Bernhard II, Prince of Anhalt-Bernburg (ca. 1260 or 1265 – aft. 26 December 1323), was a prince of the House of Ascania and ruler of the principality of Anhalt-Bernburg.

He was the third son of Bernhard I, Prince of Anhalt-Bernburg, by his wife Princess Sophie, daughter of King Abel of Denmark.

==Life==
After the death of his father in 1287, Bernhard inherited the principality of Anhalt-Bernburg. In accordance with the family law of the House of Ascania, he was obliged to rule jointly with his older brother John I without division of their patrimony. John died four years later (1291) and Bernhard became the sole ruler.

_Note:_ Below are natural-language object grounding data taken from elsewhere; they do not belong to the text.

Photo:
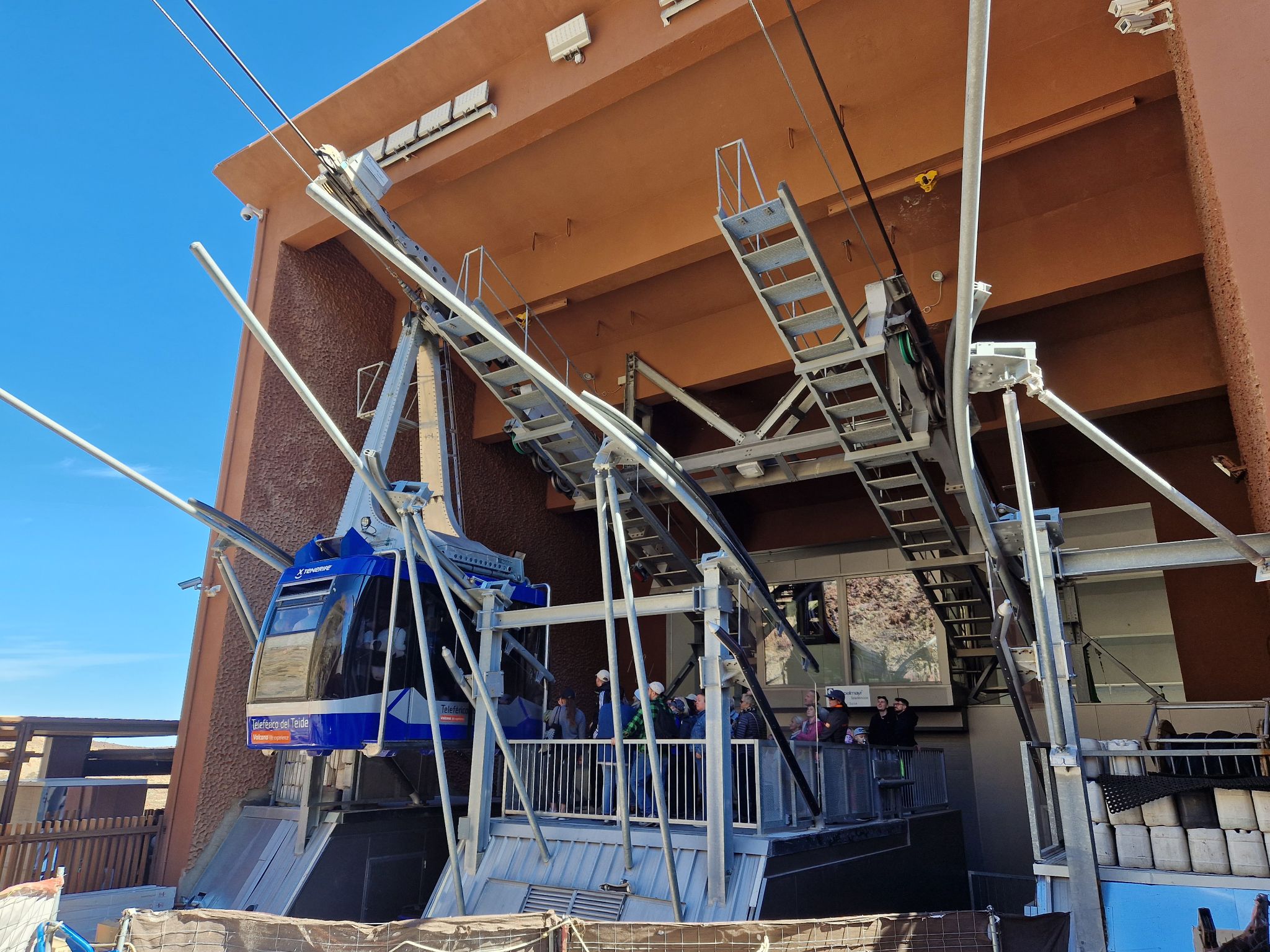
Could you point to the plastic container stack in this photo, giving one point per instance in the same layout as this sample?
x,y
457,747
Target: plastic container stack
x,y
1248,852
1133,845
1220,832
1104,844
1170,850
1209,852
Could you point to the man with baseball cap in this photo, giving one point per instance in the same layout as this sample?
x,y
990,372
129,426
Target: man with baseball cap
x,y
602,694
664,728
837,723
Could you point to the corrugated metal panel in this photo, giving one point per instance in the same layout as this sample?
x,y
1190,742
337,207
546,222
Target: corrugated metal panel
x,y
257,867
586,856
600,906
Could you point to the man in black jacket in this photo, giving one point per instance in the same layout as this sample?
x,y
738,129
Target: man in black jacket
x,y
882,725
906,725
837,723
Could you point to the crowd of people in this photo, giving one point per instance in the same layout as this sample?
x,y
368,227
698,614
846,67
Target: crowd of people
x,y
893,724
591,774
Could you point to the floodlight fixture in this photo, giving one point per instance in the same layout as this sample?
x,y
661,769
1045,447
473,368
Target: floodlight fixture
x,y
566,42
995,366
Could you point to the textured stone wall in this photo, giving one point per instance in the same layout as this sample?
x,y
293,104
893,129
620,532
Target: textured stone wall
x,y
1230,312
329,316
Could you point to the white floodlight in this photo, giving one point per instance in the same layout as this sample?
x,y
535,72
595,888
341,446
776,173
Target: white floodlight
x,y
1140,15
435,118
998,366
566,42
402,136
471,100
1127,8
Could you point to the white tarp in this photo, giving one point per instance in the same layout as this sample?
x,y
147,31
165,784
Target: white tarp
x,y
24,909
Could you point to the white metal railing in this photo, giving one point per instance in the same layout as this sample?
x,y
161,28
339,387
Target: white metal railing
x,y
491,286
854,782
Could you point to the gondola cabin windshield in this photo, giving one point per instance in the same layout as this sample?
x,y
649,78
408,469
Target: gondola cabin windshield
x,y
338,648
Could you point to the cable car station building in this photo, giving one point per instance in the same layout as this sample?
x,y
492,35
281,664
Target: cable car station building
x,y
593,203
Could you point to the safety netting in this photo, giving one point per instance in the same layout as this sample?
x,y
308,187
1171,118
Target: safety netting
x,y
224,931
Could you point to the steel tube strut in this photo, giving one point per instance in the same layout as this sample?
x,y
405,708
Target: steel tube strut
x,y
1071,800
968,245
482,687
592,409
238,597
654,760
293,376
1059,733
265,555
363,469
438,751
388,663
1147,475
615,694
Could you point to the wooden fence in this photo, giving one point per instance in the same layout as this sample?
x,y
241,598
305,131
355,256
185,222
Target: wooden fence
x,y
97,855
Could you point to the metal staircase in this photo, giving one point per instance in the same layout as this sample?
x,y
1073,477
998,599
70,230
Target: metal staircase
x,y
541,426
868,387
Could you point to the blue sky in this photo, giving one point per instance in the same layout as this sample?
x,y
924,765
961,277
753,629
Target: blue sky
x,y
110,327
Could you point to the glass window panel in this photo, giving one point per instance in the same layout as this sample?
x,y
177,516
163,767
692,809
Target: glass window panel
x,y
283,669
894,632
812,610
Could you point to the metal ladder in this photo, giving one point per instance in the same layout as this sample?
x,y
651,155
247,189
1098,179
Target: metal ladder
x,y
868,391
545,428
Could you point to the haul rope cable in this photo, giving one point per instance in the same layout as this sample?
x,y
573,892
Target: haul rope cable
x,y
815,139
230,88
842,135
255,82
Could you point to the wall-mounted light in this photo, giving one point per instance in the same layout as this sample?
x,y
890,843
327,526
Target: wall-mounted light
x,y
1140,15
471,100
566,42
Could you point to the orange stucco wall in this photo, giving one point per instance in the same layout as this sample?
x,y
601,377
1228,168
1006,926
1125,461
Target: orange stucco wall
x,y
1118,168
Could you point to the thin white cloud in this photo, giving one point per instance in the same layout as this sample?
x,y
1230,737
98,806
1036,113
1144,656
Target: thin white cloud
x,y
24,658
98,471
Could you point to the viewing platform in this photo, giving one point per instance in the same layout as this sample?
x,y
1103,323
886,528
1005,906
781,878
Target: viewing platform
x,y
879,806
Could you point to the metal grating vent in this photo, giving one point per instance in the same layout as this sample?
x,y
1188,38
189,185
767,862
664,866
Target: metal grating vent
x,y
598,906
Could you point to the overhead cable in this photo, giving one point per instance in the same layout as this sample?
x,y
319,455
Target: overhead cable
x,y
252,76
230,88
814,138
842,134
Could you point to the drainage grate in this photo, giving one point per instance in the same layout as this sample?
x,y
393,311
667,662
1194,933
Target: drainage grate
x,y
600,906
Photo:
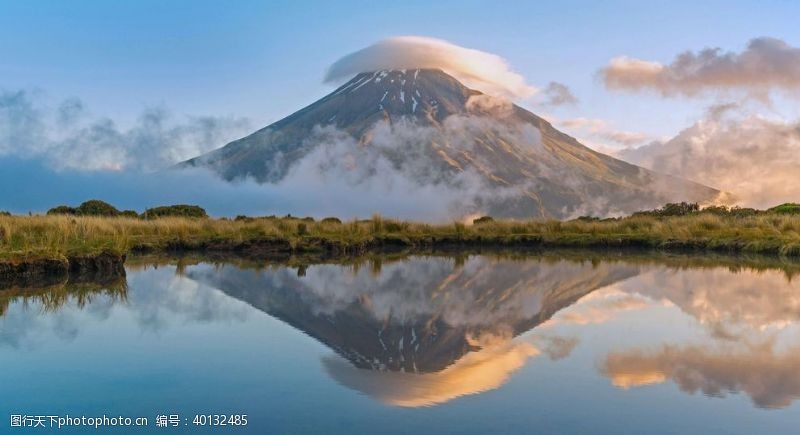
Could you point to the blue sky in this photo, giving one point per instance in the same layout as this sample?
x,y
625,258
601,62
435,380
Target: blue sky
x,y
263,60
148,83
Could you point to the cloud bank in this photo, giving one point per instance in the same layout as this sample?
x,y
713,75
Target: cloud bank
x,y
753,157
766,65
477,69
600,130
558,94
768,376
68,137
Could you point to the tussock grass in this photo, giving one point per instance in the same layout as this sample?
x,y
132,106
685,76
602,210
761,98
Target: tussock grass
x,y
25,237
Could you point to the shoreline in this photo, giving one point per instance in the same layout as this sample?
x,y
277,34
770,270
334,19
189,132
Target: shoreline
x,y
32,247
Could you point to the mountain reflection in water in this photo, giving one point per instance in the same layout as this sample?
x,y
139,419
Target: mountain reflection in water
x,y
424,330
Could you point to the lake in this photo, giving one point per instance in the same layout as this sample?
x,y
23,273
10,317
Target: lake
x,y
561,342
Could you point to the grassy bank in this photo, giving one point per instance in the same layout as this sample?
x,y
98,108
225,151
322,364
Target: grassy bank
x,y
25,238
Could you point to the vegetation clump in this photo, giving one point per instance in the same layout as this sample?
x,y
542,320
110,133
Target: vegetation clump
x,y
678,227
178,210
95,207
61,209
482,220
788,208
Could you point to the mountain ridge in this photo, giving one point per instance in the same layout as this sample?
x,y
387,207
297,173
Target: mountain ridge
x,y
432,128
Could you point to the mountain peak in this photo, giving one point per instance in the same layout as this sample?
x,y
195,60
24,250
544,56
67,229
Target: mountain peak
x,y
425,94
439,129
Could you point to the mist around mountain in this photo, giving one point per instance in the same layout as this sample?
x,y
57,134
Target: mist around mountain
x,y
422,129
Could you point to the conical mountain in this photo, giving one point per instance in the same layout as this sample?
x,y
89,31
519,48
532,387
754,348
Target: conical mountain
x,y
435,130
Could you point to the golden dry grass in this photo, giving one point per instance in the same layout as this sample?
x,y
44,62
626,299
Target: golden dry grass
x,y
48,236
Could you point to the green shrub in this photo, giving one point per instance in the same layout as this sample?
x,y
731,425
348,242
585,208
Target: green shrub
x,y
392,227
61,209
129,213
788,208
482,220
178,210
95,207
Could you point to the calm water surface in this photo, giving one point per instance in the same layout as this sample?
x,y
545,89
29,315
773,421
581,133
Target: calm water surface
x,y
477,344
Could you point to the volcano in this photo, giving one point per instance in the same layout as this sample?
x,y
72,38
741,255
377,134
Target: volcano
x,y
428,126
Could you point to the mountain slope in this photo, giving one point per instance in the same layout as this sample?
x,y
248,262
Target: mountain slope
x,y
436,131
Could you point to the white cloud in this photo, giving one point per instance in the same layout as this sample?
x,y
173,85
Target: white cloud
x,y
766,65
477,69
753,157
602,131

In 1300, Bernhard adopted the title "Count of Bernburg". His princely title was confirmed the next year.

After the Anhalt-Aschersleben line became extinct in 1315, Bernhard inherited the senior princely title of Ascania as well as the title prince of Anhalt-Aschersleben. However, he could not take actual possession of his cousin Otto's lands Anhalt-Aschersleben or retain title to this fief, because the territory was lawfully expropriated by the Bishopric of Halberstadt as payment for the debts of the late Prince Otto. Bernhard agreed to this arrangement in writing in 1316; however, his descendants continued to dispute the loss of the principality for centuries. Aschersleben was finally awarded to Brandenburg-Prussia in the Treaty of Westphalia in 1648.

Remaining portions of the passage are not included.